Así, la política se convierte en una promesa de restauración jerárquica. Figuras como José Antonio Kast no venden un proyecto de movilidad social ascendente para todos. Venden la nostalgia de un orden claro, donde los lugares estaban definidos y la distinción era respetada. Su oferta es devolverte simbólicamente tu caballo, no dándole uno a todos, sino quitándoselo al otro. O, en el lenguaje moderno, asegurar que tu acceso a la salud, a la educación y a la seguridad no se «degrade» al ser compartido con aquellos considerados «no merecedores». El votante asalariado, él mismo un empleado en la corporación, termina identificándose no con sus pares de clase, sino con los valores del amo –el mérito individual, el esfuerzo solitario, el orden vertical– y dirigiendo su ira contra quienes percibe como invasores de su frágil castillo.
Este proceso no sería tan eficaz sin un ecosistema mediático que lo amplifica y lo naturaliza. Los grandes conglomerados de comunicación chilenos, cuyas raíces económicas y afinidades ideológicas están entrelazadas con el modelo, operan como la caja de resonancia perfecta. Convierten el malestar estructural en noticias sobre crisis de seguridad protagonizadas por rostros extranjeros, o en debates sobre la «ideología de género» que socava la familia.
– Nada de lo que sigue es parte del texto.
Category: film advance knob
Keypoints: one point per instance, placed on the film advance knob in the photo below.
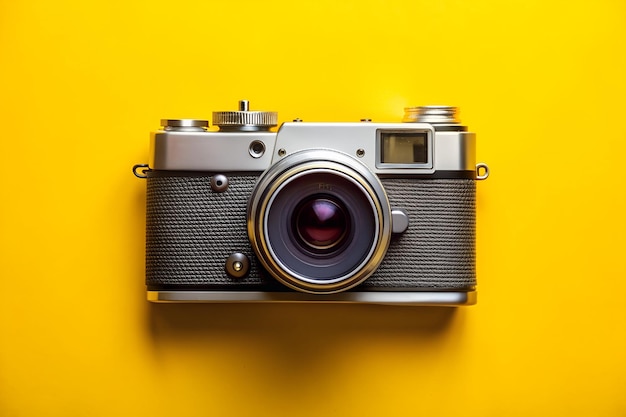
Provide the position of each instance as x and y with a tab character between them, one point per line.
245	120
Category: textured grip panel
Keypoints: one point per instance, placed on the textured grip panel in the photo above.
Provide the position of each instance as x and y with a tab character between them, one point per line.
438	249
192	230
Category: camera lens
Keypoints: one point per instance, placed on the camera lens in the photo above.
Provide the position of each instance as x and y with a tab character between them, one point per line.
321	223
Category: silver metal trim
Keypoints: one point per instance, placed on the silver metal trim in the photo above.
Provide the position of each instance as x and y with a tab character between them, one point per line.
482	166
414	298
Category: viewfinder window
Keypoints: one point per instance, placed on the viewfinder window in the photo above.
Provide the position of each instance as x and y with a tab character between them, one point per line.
404	148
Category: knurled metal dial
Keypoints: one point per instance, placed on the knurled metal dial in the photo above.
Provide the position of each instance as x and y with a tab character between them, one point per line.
431	114
244	119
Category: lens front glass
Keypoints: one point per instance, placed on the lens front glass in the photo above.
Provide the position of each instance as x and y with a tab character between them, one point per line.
322	223
321	227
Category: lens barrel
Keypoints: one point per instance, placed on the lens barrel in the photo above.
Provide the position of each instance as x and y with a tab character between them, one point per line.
319	221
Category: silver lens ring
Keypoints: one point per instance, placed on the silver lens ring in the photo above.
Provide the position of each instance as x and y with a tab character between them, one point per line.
327	175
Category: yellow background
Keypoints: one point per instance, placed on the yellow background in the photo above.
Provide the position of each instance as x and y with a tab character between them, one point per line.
542	83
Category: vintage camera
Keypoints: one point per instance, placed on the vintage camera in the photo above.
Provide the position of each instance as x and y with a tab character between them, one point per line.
334	212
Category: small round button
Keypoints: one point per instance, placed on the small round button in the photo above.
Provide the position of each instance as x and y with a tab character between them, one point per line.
237	265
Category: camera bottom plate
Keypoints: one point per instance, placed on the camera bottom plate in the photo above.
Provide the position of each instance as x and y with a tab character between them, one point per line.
415	298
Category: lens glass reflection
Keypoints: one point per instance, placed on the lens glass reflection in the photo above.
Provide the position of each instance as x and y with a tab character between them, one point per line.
321	223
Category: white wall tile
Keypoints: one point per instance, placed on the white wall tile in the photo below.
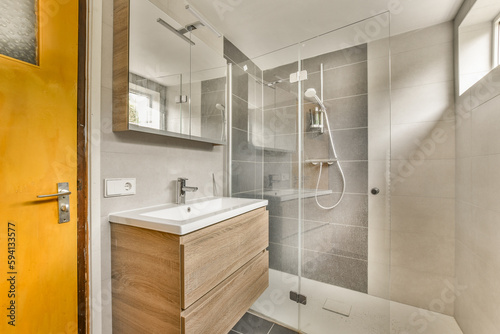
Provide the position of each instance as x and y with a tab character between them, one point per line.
423	215
425	253
426	103
423	66
422	38
431	140
432	178
485	128
422	290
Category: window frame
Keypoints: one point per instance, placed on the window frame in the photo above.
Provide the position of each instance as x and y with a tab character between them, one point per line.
154	101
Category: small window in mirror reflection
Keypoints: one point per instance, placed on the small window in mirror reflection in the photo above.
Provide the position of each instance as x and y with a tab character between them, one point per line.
144	107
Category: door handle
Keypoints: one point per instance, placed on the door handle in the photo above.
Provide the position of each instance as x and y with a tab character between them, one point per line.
62	201
62	193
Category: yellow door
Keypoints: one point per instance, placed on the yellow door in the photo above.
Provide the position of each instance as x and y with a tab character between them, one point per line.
38	137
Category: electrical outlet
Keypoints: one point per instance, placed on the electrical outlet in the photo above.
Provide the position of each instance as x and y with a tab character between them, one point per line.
119	187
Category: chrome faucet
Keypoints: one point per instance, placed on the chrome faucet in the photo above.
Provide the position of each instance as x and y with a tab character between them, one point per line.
181	190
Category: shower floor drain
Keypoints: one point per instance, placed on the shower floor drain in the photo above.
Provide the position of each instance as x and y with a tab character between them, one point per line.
337	307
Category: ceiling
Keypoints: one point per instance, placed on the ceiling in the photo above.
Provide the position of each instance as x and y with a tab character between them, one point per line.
258	27
482	12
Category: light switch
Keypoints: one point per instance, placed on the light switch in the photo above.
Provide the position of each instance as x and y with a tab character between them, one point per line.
119	187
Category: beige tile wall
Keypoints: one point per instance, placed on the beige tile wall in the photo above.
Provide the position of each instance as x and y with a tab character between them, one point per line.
477	307
155	162
423	168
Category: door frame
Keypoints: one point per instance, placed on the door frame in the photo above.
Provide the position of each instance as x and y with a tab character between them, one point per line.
82	175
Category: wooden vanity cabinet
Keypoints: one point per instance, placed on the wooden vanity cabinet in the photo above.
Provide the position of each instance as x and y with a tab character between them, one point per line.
201	282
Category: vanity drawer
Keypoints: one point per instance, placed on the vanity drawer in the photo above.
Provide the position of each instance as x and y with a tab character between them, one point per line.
219	310
212	254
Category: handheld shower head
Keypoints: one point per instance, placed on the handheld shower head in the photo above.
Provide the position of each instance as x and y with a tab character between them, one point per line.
311	92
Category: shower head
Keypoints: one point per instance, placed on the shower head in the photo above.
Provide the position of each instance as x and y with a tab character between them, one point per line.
311	92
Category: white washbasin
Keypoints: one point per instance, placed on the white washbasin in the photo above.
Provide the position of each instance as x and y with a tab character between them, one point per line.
187	218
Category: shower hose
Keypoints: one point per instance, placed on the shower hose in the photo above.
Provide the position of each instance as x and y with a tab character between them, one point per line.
321	170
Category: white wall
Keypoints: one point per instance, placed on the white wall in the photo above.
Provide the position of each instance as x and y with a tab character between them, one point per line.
476	60
423	168
477	211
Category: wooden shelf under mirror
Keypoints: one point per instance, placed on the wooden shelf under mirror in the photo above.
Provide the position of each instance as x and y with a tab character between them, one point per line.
162	83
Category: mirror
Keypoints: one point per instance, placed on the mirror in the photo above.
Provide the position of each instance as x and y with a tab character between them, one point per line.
166	80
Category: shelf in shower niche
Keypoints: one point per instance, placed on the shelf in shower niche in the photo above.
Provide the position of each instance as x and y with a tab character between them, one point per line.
316	162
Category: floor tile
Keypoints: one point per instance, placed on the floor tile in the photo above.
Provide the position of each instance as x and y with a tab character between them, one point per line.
251	324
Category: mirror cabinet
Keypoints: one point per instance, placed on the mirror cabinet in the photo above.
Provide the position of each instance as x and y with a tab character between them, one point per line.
166	79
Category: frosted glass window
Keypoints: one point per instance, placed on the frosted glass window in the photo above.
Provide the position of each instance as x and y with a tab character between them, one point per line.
19	30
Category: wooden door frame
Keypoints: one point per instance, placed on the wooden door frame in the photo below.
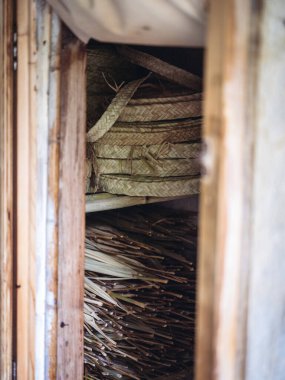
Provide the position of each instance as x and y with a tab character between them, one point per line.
6	188
50	214
241	256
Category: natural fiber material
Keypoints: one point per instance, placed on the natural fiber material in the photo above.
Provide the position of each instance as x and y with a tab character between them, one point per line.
114	110
161	111
166	150
148	167
143	134
156	65
175	135
139	305
164	98
149	186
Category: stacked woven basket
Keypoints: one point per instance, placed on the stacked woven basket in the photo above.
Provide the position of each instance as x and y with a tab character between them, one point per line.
147	142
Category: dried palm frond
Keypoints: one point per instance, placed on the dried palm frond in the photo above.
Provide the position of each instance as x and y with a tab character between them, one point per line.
139	294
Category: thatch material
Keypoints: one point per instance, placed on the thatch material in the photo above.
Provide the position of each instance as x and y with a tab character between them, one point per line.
140	295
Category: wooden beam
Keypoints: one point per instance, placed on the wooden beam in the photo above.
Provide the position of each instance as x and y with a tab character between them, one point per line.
26	201
241	271
6	189
71	210
38	130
Enmarcan la protesta social como delincuencia y el emprendimiento precario como ejemplo de meritocracia. Esta producción constante de sentido común crea una realidad paralela para el ciudadano común, donde la explicación horizontal del conflicto –el otro como amenaza– es la única visible y plausible, mientras la crítica vertical –la desigualdad como diseño– queda marginada, tachada de ideología o resentimiento de clase.
El resultado es un círculo virtuoso para el poder y un círculo vicioso para la democracia. La ira del privilegiado emergente, esa mezcla de miedo y envidia, es cosechada y convertida en votos. Esos votos sostienen un proyecto político que, en lo económico, profundiza las mismas condiciones de precariedad e inseguridad que generaron el malestar original. La energía social que podría cuestionar la distribución vertical del poder y la riqueza se agota en conflictos horizontales: pueblo contra pueblo, fan VIP contra fan de galería, nacional contra extranjero. Es una máquina de perpetuar la desigualdad alimentada por el miedo a perder el lugar en la fila.
La parábola del esclavo y el caballo, y el pleito del fanático en el concierto, dejan al descubierto la verdad más incómoda. En un sistema de profundas desigualdades, el privilegio más valorado a menudo no es el bien material en sí, sino la distancia que ese bien pone entre uno y los de abajo. El mayor temor no es la pobreza absoluta, sino la igualdad relativa. La ultraderecha neoliberal ha aprendido a gobernar administrando este temor. No necesita convencer a los de abajo de que llegarán a la cima; sólo necesita persuadirlos de que, si luchan entre sí por los peldaños inferiores, la cima permanecerá intacta y ellos conservarán la ilusión de estar un escalón más arriba que alguien más. Mientras esa lógica prevalezca, la ira seguirá quemando horizontalmente, dejando intocables los cimientos mismos de la pirámide.